Scaled and Inter-token Relation Enhanced Transformer for Sample-restricted Residential NILM
This addresses a specific challenge in NILM for residential energy monitoring, offering an incremental improvement over existing transformer methods for small datasets.
The paper tackles the problem of training transformers on small datasets for Non-Intrusive Load Monitoring (NILM), where standard attention mechanisms over-smooth and prioritize intra-token relationships, reducing performance. The proposed architecture with inter-token relation enhancement and dynamic temperature tuning outperforms the original transformer and state-of-the-art models by 10-15% in F1 score on the REDD dataset.

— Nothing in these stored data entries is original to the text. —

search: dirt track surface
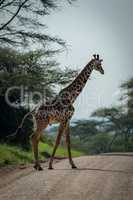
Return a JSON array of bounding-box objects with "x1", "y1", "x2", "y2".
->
[{"x1": 0, "y1": 154, "x2": 133, "y2": 200}]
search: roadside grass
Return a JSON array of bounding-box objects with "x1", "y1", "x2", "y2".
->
[
  {"x1": 0, "y1": 142, "x2": 84, "y2": 167},
  {"x1": 39, "y1": 142, "x2": 84, "y2": 157},
  {"x1": 0, "y1": 144, "x2": 32, "y2": 166}
]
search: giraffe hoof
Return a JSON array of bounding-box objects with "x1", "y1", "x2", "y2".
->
[
  {"x1": 34, "y1": 165, "x2": 43, "y2": 171},
  {"x1": 34, "y1": 165, "x2": 38, "y2": 170},
  {"x1": 48, "y1": 166, "x2": 54, "y2": 170},
  {"x1": 38, "y1": 166, "x2": 43, "y2": 171},
  {"x1": 72, "y1": 165, "x2": 77, "y2": 169}
]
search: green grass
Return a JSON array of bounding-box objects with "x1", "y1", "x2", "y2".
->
[
  {"x1": 0, "y1": 142, "x2": 84, "y2": 166},
  {"x1": 0, "y1": 144, "x2": 33, "y2": 166},
  {"x1": 39, "y1": 142, "x2": 84, "y2": 157}
]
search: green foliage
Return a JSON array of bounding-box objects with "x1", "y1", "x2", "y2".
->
[
  {"x1": 71, "y1": 120, "x2": 99, "y2": 140},
  {"x1": 0, "y1": 143, "x2": 33, "y2": 166},
  {"x1": 0, "y1": 47, "x2": 77, "y2": 98},
  {"x1": 68, "y1": 120, "x2": 111, "y2": 154},
  {"x1": 39, "y1": 142, "x2": 84, "y2": 157},
  {"x1": 89, "y1": 133, "x2": 111, "y2": 154},
  {"x1": 91, "y1": 77, "x2": 133, "y2": 152},
  {"x1": 121, "y1": 78, "x2": 133, "y2": 115}
]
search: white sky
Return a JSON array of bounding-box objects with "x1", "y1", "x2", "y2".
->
[{"x1": 45, "y1": 0, "x2": 133, "y2": 119}]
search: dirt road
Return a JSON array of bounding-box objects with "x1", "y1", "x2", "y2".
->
[{"x1": 0, "y1": 154, "x2": 133, "y2": 200}]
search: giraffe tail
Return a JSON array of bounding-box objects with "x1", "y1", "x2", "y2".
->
[{"x1": 6, "y1": 109, "x2": 36, "y2": 139}]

Transformers have demonstrated exceptional performance across various domains due to their self-attention mechanism, which captures complex relationships in data. However, training on smaller datasets poses challenges, as standard attention mechanisms can over-smooth attention scores and overly prioritize intra-token relationships, reducing the capture of meaningful inter-token dependencies critical for tasks like Non-Intrusive Load Monitoring (NILM). To address this, we propose a novel transformer architecture with two key innovations: inter-token relation enhancement and dynamic temperature tuning. The inter-token relation enhancement mechanism removes diagonal entries in the similarity matrix to improve attention focus on inter-token relations. The dynamic temperature tuning mechanism, a learnable parameter, adapts attention sharpness during training, preventing over-smoothing and enhancing sensitivity to token relationships. We validate our method on the REDD dataset and show that it outperforms the original transformer and state-of-the-art models by 10-15\% in F1 score across various appliance types, demonstrating its efficacy for training on smaller datasets.